Background Neratinib plus capecitabine(N + C)has a good effect for HER2-positive metastatic breast cancer (MBC), but considering these tradeoffs in quality of life and cost, the optimal choice of treatment sequencing is unclear. Cost-effectiveness analysis can clearly quantify such tradeoffs to make more informed decisions. Our objective was to evaluate the social cost-effectiveness of the N + C regimen for HER2 positive MBC. METHODS Clinical data were extracted from a randomized controlled trial, NALA (NCT01808573). Patients were randomized into the N + C group or the lapatinib plus capecitabine (L + C) group. A Markov model was established with a 21-day cycle length. Costs were acquired from local hospitals, effect parameters included quality-adjusted life year (QALY) and incremental cost-effectiveness ratio (ICER).

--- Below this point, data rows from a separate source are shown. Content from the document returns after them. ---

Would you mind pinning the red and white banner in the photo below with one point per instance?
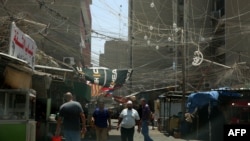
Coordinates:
(22, 46)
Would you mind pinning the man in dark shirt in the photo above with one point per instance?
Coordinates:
(72, 116)
(102, 121)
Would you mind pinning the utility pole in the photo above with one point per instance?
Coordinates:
(184, 38)
(131, 39)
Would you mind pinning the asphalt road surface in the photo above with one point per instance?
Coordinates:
(114, 135)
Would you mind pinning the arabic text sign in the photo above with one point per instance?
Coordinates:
(22, 46)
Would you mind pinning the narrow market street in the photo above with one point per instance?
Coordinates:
(156, 135)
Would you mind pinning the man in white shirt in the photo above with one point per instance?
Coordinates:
(128, 118)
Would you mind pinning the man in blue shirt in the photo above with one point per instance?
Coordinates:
(71, 116)
(145, 119)
(101, 119)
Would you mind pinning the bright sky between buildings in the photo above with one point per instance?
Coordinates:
(109, 21)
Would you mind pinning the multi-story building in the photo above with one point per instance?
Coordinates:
(164, 35)
(61, 29)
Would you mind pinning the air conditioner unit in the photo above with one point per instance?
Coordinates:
(69, 60)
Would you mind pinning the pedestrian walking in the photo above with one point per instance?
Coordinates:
(128, 118)
(145, 119)
(72, 117)
(102, 122)
(152, 120)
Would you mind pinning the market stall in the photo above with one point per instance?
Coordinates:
(17, 108)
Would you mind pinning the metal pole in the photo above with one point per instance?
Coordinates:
(131, 38)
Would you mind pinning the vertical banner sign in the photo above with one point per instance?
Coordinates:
(22, 46)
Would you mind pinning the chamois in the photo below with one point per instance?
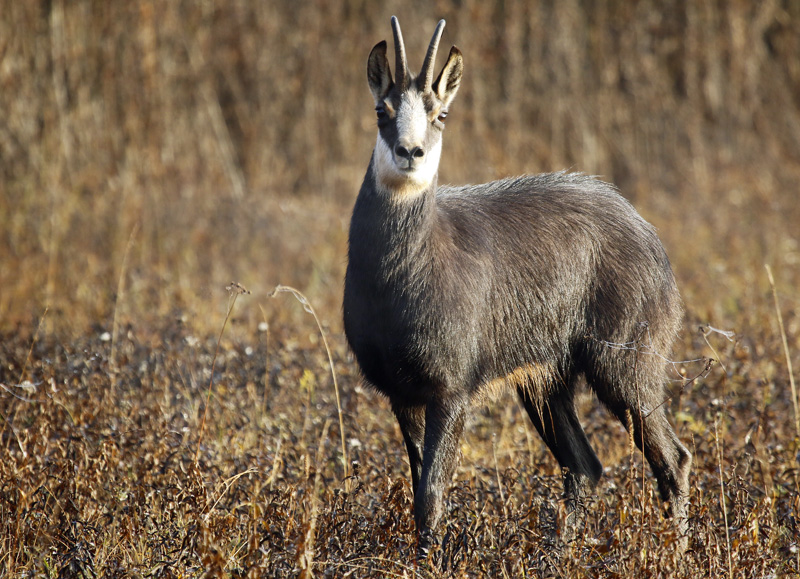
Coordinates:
(530, 283)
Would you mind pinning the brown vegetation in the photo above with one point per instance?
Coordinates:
(151, 152)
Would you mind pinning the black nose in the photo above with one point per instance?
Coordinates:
(415, 153)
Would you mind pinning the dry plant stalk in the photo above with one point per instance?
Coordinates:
(785, 350)
(235, 289)
(120, 292)
(310, 309)
(722, 498)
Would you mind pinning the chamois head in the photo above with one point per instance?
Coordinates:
(411, 112)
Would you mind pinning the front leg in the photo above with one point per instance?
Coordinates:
(412, 424)
(444, 425)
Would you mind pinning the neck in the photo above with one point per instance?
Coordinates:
(390, 226)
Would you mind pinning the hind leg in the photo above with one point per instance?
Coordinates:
(557, 422)
(643, 410)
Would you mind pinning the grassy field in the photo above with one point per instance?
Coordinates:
(157, 420)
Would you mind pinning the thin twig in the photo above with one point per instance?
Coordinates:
(310, 309)
(235, 290)
(120, 293)
(722, 498)
(785, 351)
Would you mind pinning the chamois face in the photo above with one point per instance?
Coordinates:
(410, 113)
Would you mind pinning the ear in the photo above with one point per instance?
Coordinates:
(378, 74)
(446, 85)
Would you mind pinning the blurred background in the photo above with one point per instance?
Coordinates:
(151, 152)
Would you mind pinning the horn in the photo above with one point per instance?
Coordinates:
(401, 64)
(430, 57)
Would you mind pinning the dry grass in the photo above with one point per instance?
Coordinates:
(151, 152)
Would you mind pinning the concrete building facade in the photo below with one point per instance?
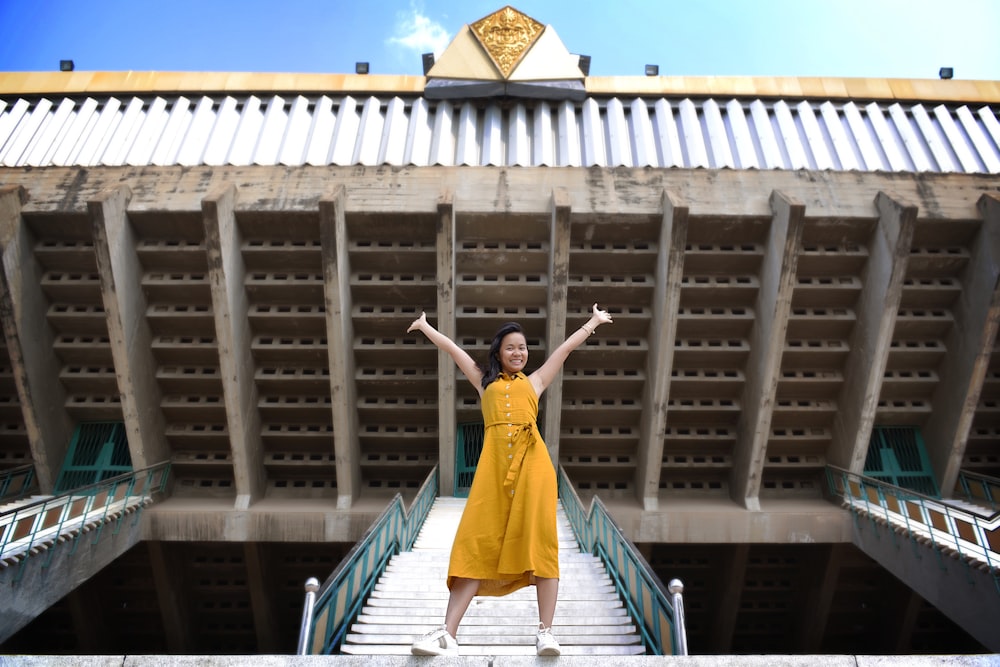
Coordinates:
(227, 265)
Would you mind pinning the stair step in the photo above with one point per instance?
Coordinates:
(411, 596)
(493, 649)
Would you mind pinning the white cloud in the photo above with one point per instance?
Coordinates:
(417, 33)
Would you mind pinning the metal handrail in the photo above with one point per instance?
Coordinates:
(660, 621)
(25, 526)
(346, 589)
(9, 478)
(969, 534)
(978, 488)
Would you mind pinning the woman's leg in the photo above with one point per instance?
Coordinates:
(547, 590)
(462, 592)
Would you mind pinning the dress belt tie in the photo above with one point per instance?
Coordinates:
(523, 436)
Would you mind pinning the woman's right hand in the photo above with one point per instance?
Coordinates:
(417, 323)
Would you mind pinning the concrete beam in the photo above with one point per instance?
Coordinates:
(767, 343)
(969, 345)
(871, 338)
(627, 192)
(446, 324)
(30, 343)
(131, 339)
(340, 347)
(659, 364)
(555, 323)
(227, 276)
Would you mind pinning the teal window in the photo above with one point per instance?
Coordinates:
(896, 455)
(98, 451)
(469, 443)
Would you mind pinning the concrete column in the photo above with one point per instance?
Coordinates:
(767, 342)
(555, 322)
(171, 594)
(727, 605)
(340, 344)
(446, 324)
(30, 343)
(660, 362)
(259, 578)
(131, 339)
(871, 338)
(226, 275)
(970, 345)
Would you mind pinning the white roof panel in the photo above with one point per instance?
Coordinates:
(606, 132)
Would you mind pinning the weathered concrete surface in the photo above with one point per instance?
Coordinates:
(964, 593)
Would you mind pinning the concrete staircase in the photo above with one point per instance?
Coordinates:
(411, 596)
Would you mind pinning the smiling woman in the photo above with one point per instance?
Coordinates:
(507, 536)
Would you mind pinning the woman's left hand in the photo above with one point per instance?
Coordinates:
(602, 316)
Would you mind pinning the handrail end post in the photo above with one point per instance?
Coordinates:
(305, 630)
(676, 588)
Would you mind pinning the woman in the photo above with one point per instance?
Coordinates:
(507, 536)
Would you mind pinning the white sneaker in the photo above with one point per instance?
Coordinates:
(545, 643)
(436, 642)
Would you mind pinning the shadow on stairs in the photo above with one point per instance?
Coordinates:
(410, 599)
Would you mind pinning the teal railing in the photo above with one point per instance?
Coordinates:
(16, 483)
(338, 601)
(97, 505)
(946, 527)
(979, 489)
(648, 602)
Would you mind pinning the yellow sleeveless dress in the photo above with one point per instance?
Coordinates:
(507, 535)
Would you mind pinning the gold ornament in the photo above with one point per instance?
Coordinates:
(507, 34)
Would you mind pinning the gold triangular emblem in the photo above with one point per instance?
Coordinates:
(507, 34)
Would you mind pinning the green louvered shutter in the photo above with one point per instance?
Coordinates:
(469, 443)
(896, 455)
(99, 450)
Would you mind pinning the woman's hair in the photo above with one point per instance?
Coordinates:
(491, 369)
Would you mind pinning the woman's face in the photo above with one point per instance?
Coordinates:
(513, 353)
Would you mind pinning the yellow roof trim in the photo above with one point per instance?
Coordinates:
(161, 83)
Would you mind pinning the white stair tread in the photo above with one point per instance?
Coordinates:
(411, 596)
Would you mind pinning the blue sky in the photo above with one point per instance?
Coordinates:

RESULTS In the main analysis, the QALY in N + C is 0.04492 higher than that in L + C (N + C, 0.62954 QALY; L + C, 0.58462 QALY). The ICER between N + C and L + C was − 1,796,801.93 CNY/QALY. In the subanalysis, the QALY in N + C is 0.05643 higher than that in L + C (N + C, 0.65047 QALY; L + C, 0.59404 QALY) in the Asian group. The ICER between N + C and L + C was − 1,584,528.96 CNY/QALY. Sensitivity analyses indicated the stability of the model and the impact of utility. CONCLUSION N + C was cost-effective compared with L + C for HER2 positive MBC.